Image: Jeff Marsh

The Early Bird Gets the Sho
“It just becomes a big white mass” when you shoot Mount Rainier midday, says photographer Nathan Hardebeck, who manages a photo gallery Packwood, just off the park’s southeastern corner. Mountain guide–turned–photography teacher Adam Angel doesn’t risk missing what he calls “magic” light, just before sunrise: He stakes out his favorite sites at Reflection Lakes near Paradise when it’s still dark, led only by a headlamp. He’s ready for the first signs of sunrise: “I’m shooting, shooting, shooting, and then the cars all come screaming into the parking lot, everyone jumps out…but the show’s over.” If you do arrive late, circle around to Sunrise for late-in-the-day light.

Sweat a Little 
To get unique, blockbuster shots of wildflowers, shutterbug Douglas Dietiker heads up the Mazama Ridge Trail east of Paradise. “I go up with about 25 pounds of equipment,” he says. “It’s usually better to get off the beaten path and go hiking around.” Another lung-busting photo op is outside the park at High Rock, where a fire lookout from 1929 sits above a 600-foot cliff and stares straight into the face of Rainier. The two-mile trail starts just outside Ashford. 
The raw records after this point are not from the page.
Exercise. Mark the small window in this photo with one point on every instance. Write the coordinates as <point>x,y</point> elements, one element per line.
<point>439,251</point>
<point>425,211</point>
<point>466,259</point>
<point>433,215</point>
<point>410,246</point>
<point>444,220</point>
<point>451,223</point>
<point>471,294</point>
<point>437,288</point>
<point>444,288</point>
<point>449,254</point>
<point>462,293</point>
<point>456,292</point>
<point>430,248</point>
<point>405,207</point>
Embrace the Weather (As If You Have a Choice) 
Ideally you want to capture Mount Rainier when it’s “out” and not obscured by its cloud cap. But don’t sweat the cirrus: “When you have a lot of cloud cover on top, it creates a dramatic effect,” says Hardebeck. “It’s tricky, but it’s also the trickiness that makes it neat.” Try using a polarizer, a filter that fits over the camera lens, to reduce pesky light reflections off those clouds.

Take a Big Step Back 
Wide-angle lenses can capture the whole mountain from inside the National Park, but for the classic, full-skirt Rainier—picture the sketch on your license plate—you don’t need to pay admission. Bring your biggest lens to side roads off Highways 410 and 12; pros explore logging roads in the area, albeit with great caution and, even better, four-wheel drive. The southeast, particularly Eatonville, produces the familiar angle used on much of the park-produced materials. But that brings us to:

Shoot Now, Not Later 
Hardebeck manages Packwood’s Hancock Gallery and Cafe, and he can point to one of the gallery’s classic mountain shots that has effectively gone extinct. The photographer once framed his subject with tall trees and a rustic barn near Eatonville, but now that sightline is flanked by suburban subdivisions. “On the western side, it’s being built up,” says Hardebeck. “It’s just harder and harder to find an unobstructed shot of Rainier.”